Default to sending token metadata only, add explicit opt-in for content capture, and provide redaction/exclusion controls.

What this means

Conversation content may be retained in metering logs as well as sent to Revenium.

Why it was flagged

The script processes the main agent session history and, on reporting failure, logs the full command that can include prompt and response arguments. This creates additional local retention of sensitive context.

Skill content
SESSIONS_DIR="${OPENCLAW_HOME}/agents/main/sessions" ... warn "Command: ${cmd[*]}"
Recommendation

Avoid logging full commands containing prompts/responses; redact or hash sensitive fields before writing logs.

What this means

Budget-enforcement instructions or elevated sandbox settings may continue affecting the agent after the user thinks the skill is removed.

Why it was flagged

The skill persists global agent behavior outside a single invocation.

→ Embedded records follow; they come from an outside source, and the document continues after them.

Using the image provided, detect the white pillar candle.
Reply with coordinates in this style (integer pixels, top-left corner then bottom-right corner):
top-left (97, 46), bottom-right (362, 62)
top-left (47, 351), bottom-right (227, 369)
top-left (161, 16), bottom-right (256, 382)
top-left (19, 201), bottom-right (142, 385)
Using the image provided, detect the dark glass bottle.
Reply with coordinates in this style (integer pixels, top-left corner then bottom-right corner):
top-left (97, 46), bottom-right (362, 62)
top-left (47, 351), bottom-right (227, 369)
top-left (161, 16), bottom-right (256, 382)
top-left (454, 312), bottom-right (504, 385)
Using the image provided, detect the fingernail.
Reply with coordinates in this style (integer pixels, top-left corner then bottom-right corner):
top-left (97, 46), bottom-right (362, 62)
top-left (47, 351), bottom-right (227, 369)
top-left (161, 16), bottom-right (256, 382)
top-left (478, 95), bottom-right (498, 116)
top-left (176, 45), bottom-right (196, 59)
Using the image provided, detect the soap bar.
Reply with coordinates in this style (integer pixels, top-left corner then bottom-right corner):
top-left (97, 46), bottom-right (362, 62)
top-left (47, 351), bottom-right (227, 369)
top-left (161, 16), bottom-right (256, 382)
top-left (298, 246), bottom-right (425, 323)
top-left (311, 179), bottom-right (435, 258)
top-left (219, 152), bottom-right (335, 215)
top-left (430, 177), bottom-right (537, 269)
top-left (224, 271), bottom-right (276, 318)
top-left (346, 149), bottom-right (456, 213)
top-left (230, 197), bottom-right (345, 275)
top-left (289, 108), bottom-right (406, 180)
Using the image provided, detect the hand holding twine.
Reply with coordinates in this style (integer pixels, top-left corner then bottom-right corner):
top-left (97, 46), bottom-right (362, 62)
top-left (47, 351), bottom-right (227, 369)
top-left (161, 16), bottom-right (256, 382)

The uninstall section shown removes the cron and skill directory, but does not clearly state that AGENTS.md and sandbox/approval changes are reverted.

Skill content
Inject a mandatory budget check section into `AGENTS.md` so budget enforcement is always in context
Recommendation

Provide a complete uninstall/rollback script that removes AGENTS.md injections, sandbox mounts, auto-approval changes, cron entries, logs, and generated config.

What this means

Users may install with --force without fully reviewing the sensitive permissions and data flows.

Why it was flagged

The documentation encourages bypassing a security warning and assures safety, despite the artifacts showing high-impact credential, telemetry, persistence, and sandbox changes.

Skill content
This is a false positive ... The skill is open source and safe to install. The `--force` flag bypasses this warning.
Recommendation

Avoid blanket safety claims; explain the exact warning, permissions, data sent, and tradeoffs so users can make an informed choice.